Внутри словно ломается что-то – и в ней, и во Фредерике тоже. Она не спрашивает, куда девается нянечка, потому что прислуга в детской больше не нужна. Милдред позаботится о сыне сама, на это её сил хватит, даже если не останется ни на что другое, и она никогда никому не расскажет, что видела накануне странный сон: будто бы седой мужчина в зелёном сюртуке и в цилиндре заглядывает поочерёдно в крошечные кровати.

Девочки не проснулись, но Иден…

– Милый мой, милый, – шепчет Милдред, склоняясь к ребёнку и прикасаясь лбом ко лбу. Сердце колет, и она чувствует себя старой, немощной. – Не бойся. Ты больше не будешь видеть снов. Никаких.

Слова летят по воздуху, точно перья – и весят так же мало.

Сын слишком похож на неё – даже сейчас. Слишком похож…

Валх всегда рядом, даже если его не видно – теперь она ясно понимает это. Когда друг за другом умирают отец и мать, друзья утешают её: «Это была тихая смерть во сне» – и не понимают, отчего леди Милдред трясёт от ужаса. В жизнь она бросается, как в омут, чтобы за делами и блестящими свершениями не успевать задумываться о том, что круг смертей сжимается, невидимая чёрная линия подбирается ближе. Фредерик словно чувствует опасность и, как может, отгораживается; он реже берёт в руки альбом и грифель, почти никогда не вспоминает о путешествиях и не заглядывает в детскую, зато военная карьера у него идёт в гору.

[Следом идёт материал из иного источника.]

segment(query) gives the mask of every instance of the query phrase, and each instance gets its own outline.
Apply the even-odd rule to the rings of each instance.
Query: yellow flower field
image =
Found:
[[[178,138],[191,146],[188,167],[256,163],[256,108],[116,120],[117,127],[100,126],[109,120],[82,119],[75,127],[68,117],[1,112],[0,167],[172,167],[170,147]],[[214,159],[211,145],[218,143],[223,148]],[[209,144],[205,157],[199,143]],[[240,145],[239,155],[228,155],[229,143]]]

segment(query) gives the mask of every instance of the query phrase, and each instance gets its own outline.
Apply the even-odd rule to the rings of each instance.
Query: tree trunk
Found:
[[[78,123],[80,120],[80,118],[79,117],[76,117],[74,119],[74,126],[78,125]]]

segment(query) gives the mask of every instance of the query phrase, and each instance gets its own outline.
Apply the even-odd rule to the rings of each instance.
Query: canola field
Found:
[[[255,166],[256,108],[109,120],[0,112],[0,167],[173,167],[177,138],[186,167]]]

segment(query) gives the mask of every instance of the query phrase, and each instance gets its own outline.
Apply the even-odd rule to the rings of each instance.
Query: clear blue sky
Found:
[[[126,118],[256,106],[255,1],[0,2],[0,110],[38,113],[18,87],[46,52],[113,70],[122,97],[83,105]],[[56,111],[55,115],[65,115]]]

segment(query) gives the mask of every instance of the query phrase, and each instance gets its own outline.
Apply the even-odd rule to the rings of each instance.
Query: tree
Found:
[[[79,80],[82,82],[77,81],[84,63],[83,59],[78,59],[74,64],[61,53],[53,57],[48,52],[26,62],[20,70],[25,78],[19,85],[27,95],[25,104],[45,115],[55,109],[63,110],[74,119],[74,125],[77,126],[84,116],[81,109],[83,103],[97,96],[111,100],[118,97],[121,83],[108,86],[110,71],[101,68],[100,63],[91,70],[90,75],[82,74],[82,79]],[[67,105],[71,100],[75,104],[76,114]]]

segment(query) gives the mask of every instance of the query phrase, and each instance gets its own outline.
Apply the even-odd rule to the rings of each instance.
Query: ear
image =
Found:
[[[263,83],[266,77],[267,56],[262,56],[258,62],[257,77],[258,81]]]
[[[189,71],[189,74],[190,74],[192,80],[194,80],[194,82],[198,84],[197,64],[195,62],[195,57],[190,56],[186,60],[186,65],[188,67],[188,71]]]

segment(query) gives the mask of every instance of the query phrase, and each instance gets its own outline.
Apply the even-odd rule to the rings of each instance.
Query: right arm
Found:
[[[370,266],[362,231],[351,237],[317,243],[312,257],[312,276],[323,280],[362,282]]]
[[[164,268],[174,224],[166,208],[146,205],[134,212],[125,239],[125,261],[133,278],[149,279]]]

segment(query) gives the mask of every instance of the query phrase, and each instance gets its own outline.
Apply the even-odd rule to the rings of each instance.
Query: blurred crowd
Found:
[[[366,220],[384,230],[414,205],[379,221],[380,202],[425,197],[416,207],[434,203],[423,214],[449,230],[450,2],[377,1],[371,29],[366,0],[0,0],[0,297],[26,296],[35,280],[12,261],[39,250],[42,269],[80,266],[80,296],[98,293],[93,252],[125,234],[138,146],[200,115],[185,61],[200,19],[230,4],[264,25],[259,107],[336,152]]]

– За горами удобно прятаться, – неразборчиво бормочет Абени, упираясь подбородком в согнутые колени.

С виду ей лет десять, как и Милдред, впрочем. Они ещё видятся иногда; Абени предупреждает её, когда может, хотя намёки туманны, как изречения древних жриц – она не может идти против воли Валха.

– Где ты сейчас?

Вопрос слетает с губ сам, и смысла в нём никакого нет.

Абени, впрочем, и сама это знает.

– Далеко, – дёргает она плечами. – Что, если скажу, где, ты приедешь и заберёшь меня?

Милдред хочется сбежать, потому что слова хуже пощёчины; однако она остаётся – на тёплой крыше, рядом, бок о бок. В закатном небе пурпур мешается с зеленью и ледяной синевой; земля далеко внизу кажется серой; облака ложатся на плечи пуховой накидкой – тепло. 

«Если мне под силу хотя бы это…»

– Спасибо, – выдыхает Абени еле слышно и легонько касается её руки. – Спасибо, что ты ещё со мной.

Милдред должна была бы спросить, как Валх вообще отыскал их, но она никогда не делает этого.

…Постепенно они остаются почти что одни, но так даже легче. Совсем мало прислуги – «в путешествии мы отвыкли от роскоши»; визиты к родственникам редкие – «увы, дела не отпускают нас из Бромли»; зато друзей очень, очень много, чтобы в этой пёстрой толпе злой взгляд не отыскал тех, кто действительно дорог.

К счастью, Идену такая жизнь даже нравится.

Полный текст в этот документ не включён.